Among the more common recommendations public health experts hand down to seniors is the importance of maintaining social connections. They cite volumes of research showing how disengaging from society as we grow older can contribute to any number of chronic illnesses and various levels of cognitive distress. Responding appropriately to these warnings, however, can present a daunting challenge to introverts like me and My Lovely Wife, who are more likely to celebrate than lament the cancellation of a social gathering.
Still, we do make an occasional effort to get out and see people, and we’ve been more sociable than usual lately. A recent Friday afternoon visit to our grandson’s school for a second-grade science program, for instance, featured an impromptu reunion with a gaggle of our extended family. It was followed the next day by a tour of a new art exhibit at the invitation of a couple we hardly knew. The following evening, we hosted our adult offspring and their families for a belated birthday bash.
This can be a bit much. Social fatigue set in on Monday, and I was in no mood to respond favorably Tuesday evening when a couple of my best friends tried to persuade me to join them for some lively banter at a neighborhood tavern. “It’s not at the top of my list,” I texted. “Maybe next time.”
I’d like to think of this as a form of “positive disengagement,” an offshoot of Laura Carstensen’s socioemotional selectivity theory. Carstensen, PhD, founding director of the Stanford Center on Longevity at Stanford University, challenges the conventional notion that older adults naturally winnow their social connections and grow more reclusive as a symbolic preparation for death. Instead, her research points to a more positive motivation: an emphasis on quality over quantity.
“Social networks do indeed decrease in size, yet the typical psychological profile of aging is generally positive and socially engaged,” she writes in a 2021 report in the Annual Review of Psychology. Seniors just become more selective about their interactions as they grow older, she argues. Declining an invitation for a night out on the town when you really need a quiet evening at home with a good book is not a troubling sign of reclusiveness — it’s a positive act of self-care.

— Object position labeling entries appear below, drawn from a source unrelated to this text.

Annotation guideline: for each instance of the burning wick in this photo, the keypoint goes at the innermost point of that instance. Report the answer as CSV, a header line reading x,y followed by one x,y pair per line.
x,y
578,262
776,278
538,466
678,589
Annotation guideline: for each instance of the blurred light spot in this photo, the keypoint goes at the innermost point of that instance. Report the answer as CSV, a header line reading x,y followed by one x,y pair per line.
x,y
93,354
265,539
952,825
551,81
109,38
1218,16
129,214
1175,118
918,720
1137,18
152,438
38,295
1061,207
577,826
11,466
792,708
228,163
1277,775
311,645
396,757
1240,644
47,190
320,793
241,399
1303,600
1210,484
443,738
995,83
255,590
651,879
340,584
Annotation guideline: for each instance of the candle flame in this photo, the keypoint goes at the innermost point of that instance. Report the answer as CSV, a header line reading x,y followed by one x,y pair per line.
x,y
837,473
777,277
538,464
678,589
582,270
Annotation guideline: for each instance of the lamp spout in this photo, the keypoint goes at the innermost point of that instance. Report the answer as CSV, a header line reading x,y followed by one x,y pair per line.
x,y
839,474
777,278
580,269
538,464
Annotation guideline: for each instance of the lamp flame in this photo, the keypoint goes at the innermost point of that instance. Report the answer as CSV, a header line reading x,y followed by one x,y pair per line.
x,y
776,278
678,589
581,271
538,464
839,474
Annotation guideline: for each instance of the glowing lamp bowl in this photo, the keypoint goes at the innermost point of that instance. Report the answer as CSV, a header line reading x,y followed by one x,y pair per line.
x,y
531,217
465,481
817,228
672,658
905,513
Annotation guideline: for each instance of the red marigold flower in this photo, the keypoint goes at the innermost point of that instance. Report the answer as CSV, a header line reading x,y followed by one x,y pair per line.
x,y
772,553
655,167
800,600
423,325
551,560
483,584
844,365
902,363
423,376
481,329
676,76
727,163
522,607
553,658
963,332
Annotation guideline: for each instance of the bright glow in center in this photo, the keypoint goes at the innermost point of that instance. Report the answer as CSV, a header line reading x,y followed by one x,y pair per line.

Mastering this approach may actually be easier for us aging introverts than for our extroverted peers. As Mark Lipton, PhD, writes in Psychology Today, the natural inclination to limit our social connections helps us cope more comfortably with the inevitable erosion of friendships that all older adults face. Our preference for calm and avoidance of stressful interactions, he adds, may even slow the biological aging process.
“While extroverts have long been celebrated for their social-butterfly abilities,” he notes, “it turns out that the introvert’s natural inclinations may serve as a built-in buffer against some of aging’s most common challenges.”
Lipton cites various research attesting to what Robert McCrae, PhD, at the National Institute on Aging has called the “introvert advantage” in dealing with the social constrictions that come with aging. Helene Fung, PhD, of the Chinese University of Hong Kong, for example, has led studies showing that introverts are less anxious than extroverts about their shrinking networks. And research from the German psychologist Klaus Rothermund, PhD, also suggests that introverts have developed the coping mechanisms necessary to navigate the shifting terrain of social connections in our old age.
Argues Lipton: “Such skills as comfort with solitude, the ability to self-reflect, and the capacity for deep one-on-one connections become increasingly valuable as we age. It’s as if introverts have been unknowingly practicing for their senior years all along.”
That’s one way to look at it, I suppose, but recent experience suggests that it’s less about any conscious — or unconscious — preparation than about our individual threshold for sociability.
At a certain point, some of us just need to retreat and regroup. A week or so after my uncharacteristic flurry of socializing, for example, it seems I’m ready to reengage. Just not too much.